Understanding your situation
What you need to prepare
- ✓Copy of the tax assessment notice, tax bill, or notice of deficiency — including the specific line item or valuation you are challenging
- ✓Your tax identification number, reference number, and assessment year
- ✓Independent property appraisal from a licensed appraiser, plus 3–5 comparable sales within 12 months (for property tax disputes)
- ✓Complete filed tax return with all schedules and supporting documentation (for income tax disputes)
- ✓Corrected calculations showing the error and the correct tax liability, line by line
- ✓Receipts, invoices, and records supporting any deductions or credits the authority disallowed
- ✓Documentation of reasonable cause for penalty abatement — medical records, FEMA declarations, written advice from your tax professional, or proof of first-time occurrence
- ✓Any previous correspondence with the tax authority about this assessment
⏰ Deadline
US (IRS): 30 days from the notice of deficiency for IRS Appeals; 90 days to petition Tax Court. Property tax deadlines vary by state — Cook County, IL gives just 30 days, Fulton County, GA gives 45 days. UK (HMRC): 30 days from the date of the decision. Germany: 1 month from receipt of the Steuerbescheid. France: by December 31 of the second year following the tax year. The deadline on your specific notice controls — mark it on your calendar the day you receive it.
🏛️ Authority
IRS Office of Appeals or US Tax Court (US), HMRC First-tier Tribunal (UK), Finanzamt or Finanzgericht (DE), Direction générale des finances publiques or Tribunal administratif (FR), local property tax assessor or board of review (property taxes)
⚖️ Legal basis
US: Internal Revenue Code (IRC §6651, §6662 for penalties), state property tax codes, IRS First-Time Penalty Abatement (IRM 20.1.1.3.6.1). UK: Taxes Management Act 1970, Tribunal Procedure Rules.
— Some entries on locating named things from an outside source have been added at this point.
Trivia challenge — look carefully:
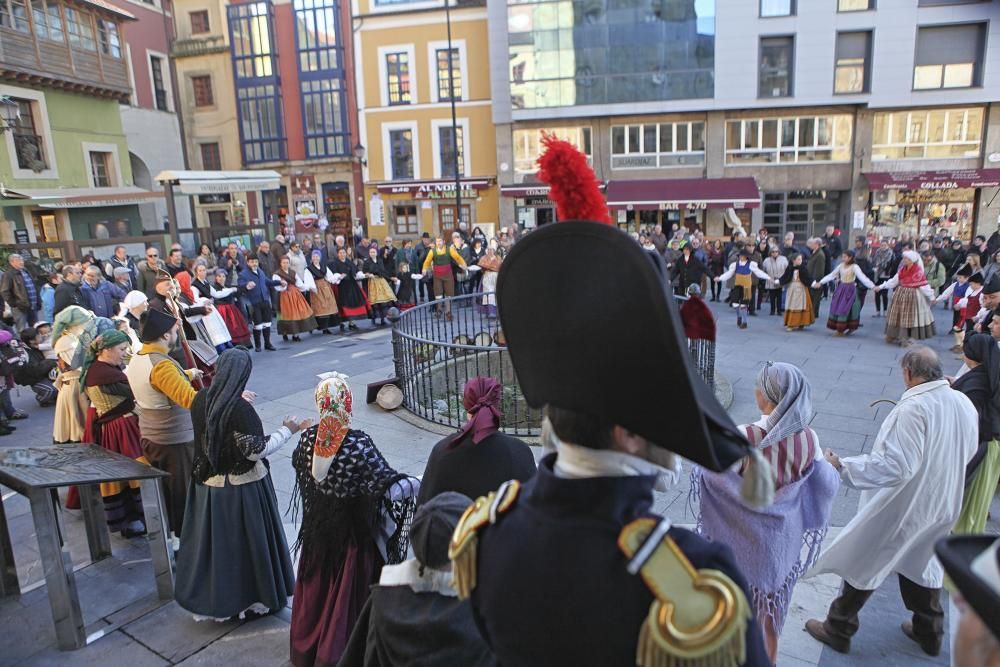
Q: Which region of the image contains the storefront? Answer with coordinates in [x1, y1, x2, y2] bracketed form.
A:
[864, 169, 1000, 243]
[368, 178, 498, 239]
[607, 178, 760, 238]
Germany: Abgabenordnung (AO), Einkommensteuergesetz (EStG), Bewertungsgesetz (BewG). France: Livre des procédures fiscales, Code général des impôts.
Expert tips
- 1Act on the day you receive the assessment. Tax appeal deadlines are strict and typically non-extendable. In some US jurisdictions, you have as few as 30 days — and the clock starts from the date on the notice, not the day it arrives in your mailbox.
- 2For property tax appeals, invest in a licensed independent appraisal. This is the single most effective piece of evidence. A professional appraiser costs $300–$500 for a residential property but can save thousands annually in reduced taxes. Pair the appraisal with comparable sales data showing recent transactions at lower values in your area.
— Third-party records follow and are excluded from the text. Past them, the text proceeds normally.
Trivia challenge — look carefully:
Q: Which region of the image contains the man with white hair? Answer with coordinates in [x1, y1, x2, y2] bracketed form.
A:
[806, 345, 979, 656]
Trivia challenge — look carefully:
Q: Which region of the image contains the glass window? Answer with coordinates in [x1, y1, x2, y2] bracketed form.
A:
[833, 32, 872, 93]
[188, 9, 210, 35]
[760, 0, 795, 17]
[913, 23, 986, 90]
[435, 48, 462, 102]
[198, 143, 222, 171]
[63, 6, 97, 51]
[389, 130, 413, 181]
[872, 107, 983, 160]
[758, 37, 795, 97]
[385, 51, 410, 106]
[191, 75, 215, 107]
- 3Before filing a formal appeal, check whether an informal resolution is available. Many US counties and IRS offices offer pre-appeal conferences or settlement discussions that resolve disputes faster, cheaper, and without a hearing. In New York City, 84% of Tax Commission offers are accepted without further dispute.
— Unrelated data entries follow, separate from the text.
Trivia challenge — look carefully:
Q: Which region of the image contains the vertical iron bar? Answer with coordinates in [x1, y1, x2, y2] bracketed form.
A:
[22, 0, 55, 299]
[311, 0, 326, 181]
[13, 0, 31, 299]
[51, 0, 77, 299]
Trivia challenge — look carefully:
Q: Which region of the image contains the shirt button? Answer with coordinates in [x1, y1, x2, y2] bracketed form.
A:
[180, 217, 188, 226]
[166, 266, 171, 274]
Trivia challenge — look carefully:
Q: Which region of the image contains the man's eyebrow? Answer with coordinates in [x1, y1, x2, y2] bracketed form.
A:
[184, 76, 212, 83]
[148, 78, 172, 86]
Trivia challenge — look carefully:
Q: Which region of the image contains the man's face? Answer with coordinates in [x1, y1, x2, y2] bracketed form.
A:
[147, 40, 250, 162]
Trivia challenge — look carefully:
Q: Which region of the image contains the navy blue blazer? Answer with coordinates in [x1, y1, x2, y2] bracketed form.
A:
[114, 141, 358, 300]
- 4For penalty abatement, document reasonable cause thoroughly. A one-page letter citing 'I forgot' won't work. But a letter explaining that you were hospitalized during filing season, supported by medical records, almost always does. If this is your first penalty in three years, request IRS First-Time Abatement specifically — many taxpayers don't know to ask.
- 5Request the full case file from the tax authority. You have the right to see exactly how they arrived at their number. Errors in their methodology — wrong comparable properties, outdated data, mathematical mistakes — become your strongest arguments.
- 6If the initial administrative appeal fails, the next level often has higher success rates. In the US, Tax Court petition success rates are meaningful. In the UK, First-tier Tribunal frequently overturns HMRC decisions. In Germany, the Finanzgericht provides a fresh, independent review.